L’autenticazione universale di OpenID è il nuovo grimaldello scelto da Google per corteggiare gli utenti di Yahoo! e invogliarli a usare i propri servizi telematici. Ma l’adozione diffusa dello standard sembra ancora latitare, così come il suo obiettivo di relegare al passato l’obbligo di registrare singoli account per ogni sito web con autenticazione presente in rete.
Google è supporter ufficiale di OpenID già da due anni , anche se l’estensione del supporto alle credenziali di accesso di Yahoo! ha apparentemente a che fare soprattutto con la volontà di Mountain View di convertire alcuni dei suoi utenti ai servizi fatti in casa, Gmail – terza webmail al mondo dopo Microsoft Hotmail e appunto Yahoo! – Documenti & Foglio di Lavoro e via elencando.

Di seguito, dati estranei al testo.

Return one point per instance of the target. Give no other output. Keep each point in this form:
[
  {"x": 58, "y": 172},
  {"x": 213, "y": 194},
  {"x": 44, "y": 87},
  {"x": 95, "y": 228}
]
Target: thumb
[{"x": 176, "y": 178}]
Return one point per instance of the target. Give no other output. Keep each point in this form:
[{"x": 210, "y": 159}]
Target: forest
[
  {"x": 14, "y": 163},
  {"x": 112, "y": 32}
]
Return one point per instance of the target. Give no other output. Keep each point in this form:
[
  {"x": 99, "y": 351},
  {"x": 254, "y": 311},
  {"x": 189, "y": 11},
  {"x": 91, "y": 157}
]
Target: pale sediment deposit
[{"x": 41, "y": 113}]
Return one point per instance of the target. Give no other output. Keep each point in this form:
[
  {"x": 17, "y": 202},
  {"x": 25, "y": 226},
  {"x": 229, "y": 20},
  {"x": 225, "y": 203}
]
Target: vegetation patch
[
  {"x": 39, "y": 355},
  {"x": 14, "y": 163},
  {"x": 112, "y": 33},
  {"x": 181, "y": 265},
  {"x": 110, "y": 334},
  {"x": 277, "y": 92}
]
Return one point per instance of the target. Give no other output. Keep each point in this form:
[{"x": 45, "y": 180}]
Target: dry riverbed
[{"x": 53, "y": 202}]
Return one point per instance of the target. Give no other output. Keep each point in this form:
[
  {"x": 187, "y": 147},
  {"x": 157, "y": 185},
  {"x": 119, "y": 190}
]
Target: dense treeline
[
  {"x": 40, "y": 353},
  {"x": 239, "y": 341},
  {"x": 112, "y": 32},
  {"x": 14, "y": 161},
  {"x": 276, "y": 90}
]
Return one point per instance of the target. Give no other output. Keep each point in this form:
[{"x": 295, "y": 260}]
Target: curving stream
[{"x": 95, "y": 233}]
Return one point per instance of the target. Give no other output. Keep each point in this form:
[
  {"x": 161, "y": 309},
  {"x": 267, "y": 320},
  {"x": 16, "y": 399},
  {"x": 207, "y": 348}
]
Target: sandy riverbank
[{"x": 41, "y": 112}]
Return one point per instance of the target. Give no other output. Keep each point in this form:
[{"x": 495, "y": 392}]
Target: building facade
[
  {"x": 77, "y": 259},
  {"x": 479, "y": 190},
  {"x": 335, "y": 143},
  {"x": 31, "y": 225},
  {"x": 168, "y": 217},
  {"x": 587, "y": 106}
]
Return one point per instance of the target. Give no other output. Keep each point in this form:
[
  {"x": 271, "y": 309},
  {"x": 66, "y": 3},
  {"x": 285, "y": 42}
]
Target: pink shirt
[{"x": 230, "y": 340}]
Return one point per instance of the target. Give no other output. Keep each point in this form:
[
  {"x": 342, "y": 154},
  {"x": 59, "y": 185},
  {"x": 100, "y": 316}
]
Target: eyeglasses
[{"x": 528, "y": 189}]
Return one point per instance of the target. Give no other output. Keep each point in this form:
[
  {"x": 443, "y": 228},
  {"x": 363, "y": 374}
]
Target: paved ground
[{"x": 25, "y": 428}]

Ferma restando la necessità di verificare quanti di questi utenti Yahoo! adotteranno infine i servizi di Google, la nuova iniziativa del Googleplex mette in luce la strada ancora lunga che OpenID ha davanti a sé per diventare un modello standard e la complessità della sua attuale implementazione.
I partner dell’iniziativa possono infatti scegliere di supportare OpenID come veri e propri “provider” o semplici “relying party”: nel primo caso il provider permette ai propri utenti di utilizzare le credenziali di accesso per fare il login su altri portali o servizi, mentre nel secondo è prevista l’accettazione del login con credenziali provenienti da siti di terze parti.
In entrambi i casi non è previsto alcun vincolo rispetto al numero di identità OpenID da supportare , non tutti i provider permettono di usare gli account su tutti i servizi partner e non tutte le relying party accettano gli account di tutti gli altri servizi confederati con OpenID.
Vista la complessità delle attuali specifiche dello standard, a poco sembra servire che a supportare OpenID siano giganti del calibro di MySpace, Windows Live, Yahoo! (provider) e Google (relying party): a parere di molti osservatori il sistema potrebbe diventare universale tanto quanto i suoi promotori vorrebbero solo con una netta semplificazione.